Tuesday, December 02, 2008

The Psychology of Transcending the Present

Liberman and Trope suggest an underlying similarity in all of our mental operations that are not dealing with the here and now:
People directly experience only themselves here and now but often consider, evaluate, and plan situations that are removed in time or space, that pertain to others' experiences, and that are hypothetical rather than real. People thus transcend the present and mentally traverse temporal distance, spatial distance, social distance, and hypotheticality. We argue that this is made possible by the human capacity for abstract processing of information. We review research showing that there is considerable similarity in the way people mentally traverse different distances, that the process of abstraction underlies traversing different distances, and that this process guides the way people predict, evaluate, and plan near and distant situations.
Here is one clip from the article on the interrelations among psychological distance dimensions:
Try to complete the sentence "A long time ago, in a ____ place." The tendency to complete it with "far away" rather than with "nearby" reflects not only a literary convention but also an automatic tendency of the human mind. Indeed, people use spatial metaphors to represent time in everyday language and reasoning. More generally, if psychological distance is reflected in different dimensions, then these dimensions should be mentally associated. Remote locations should bring to mind the distant rather than the near future, other people rather than oneself, and unlikely rather than likely events. Initial support for this hypothesis comes from a set of studies in which participants viewed landscape photographs containing an arrow that was pointing to either a proximal or a distal point on the landscape. Each arrow contained a word denoting either psychological proximity (e.g., tomorrow, we, sure) or psychological remoteness (e.g., year, others, maybe) (Figure below). Participants had to respond by pressing one of two keys as quickly and as accurately as possible. In one version of the task, they had to indicate whether the arrow pointed to a proximal or distal location. In another version, they had to identify the word printed in the arrow [Stroop task]. In both versions, participants responded faster to (i.e., processed more efficiently) distance-congruent stimuli (in which the spatially distant arrow contained a word that denoted large temporal distance, large social distance, or low likelihood and the spatially proximal arrow contained words that denoted temporal proximity, social proximity or high likelihood) than to distance-incongruent stimuli (in which spatially distal arrows contained words denoting proximity and spatially proximal arrows contained words denoting remoteness).

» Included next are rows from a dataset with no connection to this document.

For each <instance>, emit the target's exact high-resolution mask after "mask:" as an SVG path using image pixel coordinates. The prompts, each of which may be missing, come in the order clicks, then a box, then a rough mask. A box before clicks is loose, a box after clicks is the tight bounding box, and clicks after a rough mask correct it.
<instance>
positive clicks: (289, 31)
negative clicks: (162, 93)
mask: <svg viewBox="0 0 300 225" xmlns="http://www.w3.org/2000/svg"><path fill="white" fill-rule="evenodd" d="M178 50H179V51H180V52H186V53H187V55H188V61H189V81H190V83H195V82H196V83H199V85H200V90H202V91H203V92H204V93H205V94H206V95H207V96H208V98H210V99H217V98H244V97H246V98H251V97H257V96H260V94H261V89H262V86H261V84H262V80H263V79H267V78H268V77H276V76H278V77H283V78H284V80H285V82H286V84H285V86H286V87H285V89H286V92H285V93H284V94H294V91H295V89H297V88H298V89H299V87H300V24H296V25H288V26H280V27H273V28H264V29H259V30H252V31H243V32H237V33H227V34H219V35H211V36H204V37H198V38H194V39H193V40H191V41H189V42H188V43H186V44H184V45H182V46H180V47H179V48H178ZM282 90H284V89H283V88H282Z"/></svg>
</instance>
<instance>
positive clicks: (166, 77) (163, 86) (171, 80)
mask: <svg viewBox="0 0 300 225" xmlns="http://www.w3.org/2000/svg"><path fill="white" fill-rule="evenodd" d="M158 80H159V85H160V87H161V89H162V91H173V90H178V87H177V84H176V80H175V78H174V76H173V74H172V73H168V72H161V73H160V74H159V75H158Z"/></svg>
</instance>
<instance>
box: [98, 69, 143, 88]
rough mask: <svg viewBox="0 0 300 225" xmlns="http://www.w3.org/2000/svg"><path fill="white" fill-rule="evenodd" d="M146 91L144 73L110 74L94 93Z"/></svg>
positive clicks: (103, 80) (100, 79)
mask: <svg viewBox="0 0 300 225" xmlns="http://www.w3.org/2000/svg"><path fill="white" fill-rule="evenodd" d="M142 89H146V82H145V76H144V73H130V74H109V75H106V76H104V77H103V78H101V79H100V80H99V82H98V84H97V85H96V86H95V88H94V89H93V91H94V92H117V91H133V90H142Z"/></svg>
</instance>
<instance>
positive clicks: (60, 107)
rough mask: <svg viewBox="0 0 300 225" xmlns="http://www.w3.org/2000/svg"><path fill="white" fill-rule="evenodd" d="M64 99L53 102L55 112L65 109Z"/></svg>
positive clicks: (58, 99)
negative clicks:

Figure: Two examples of incongruent visual stimuli: a word denoting social proximity, "us," located far from the observer, and a word denoting social remoteness, "them," located near the observer. Because spatial distance is associated with temporal distance, social distance, and hypotheticality, participants are slower to indicate the location of the arrow and to identify the word on it with incongruent stimuli than with congruent stimuli "us" located near the observer and "them" located far from the observer.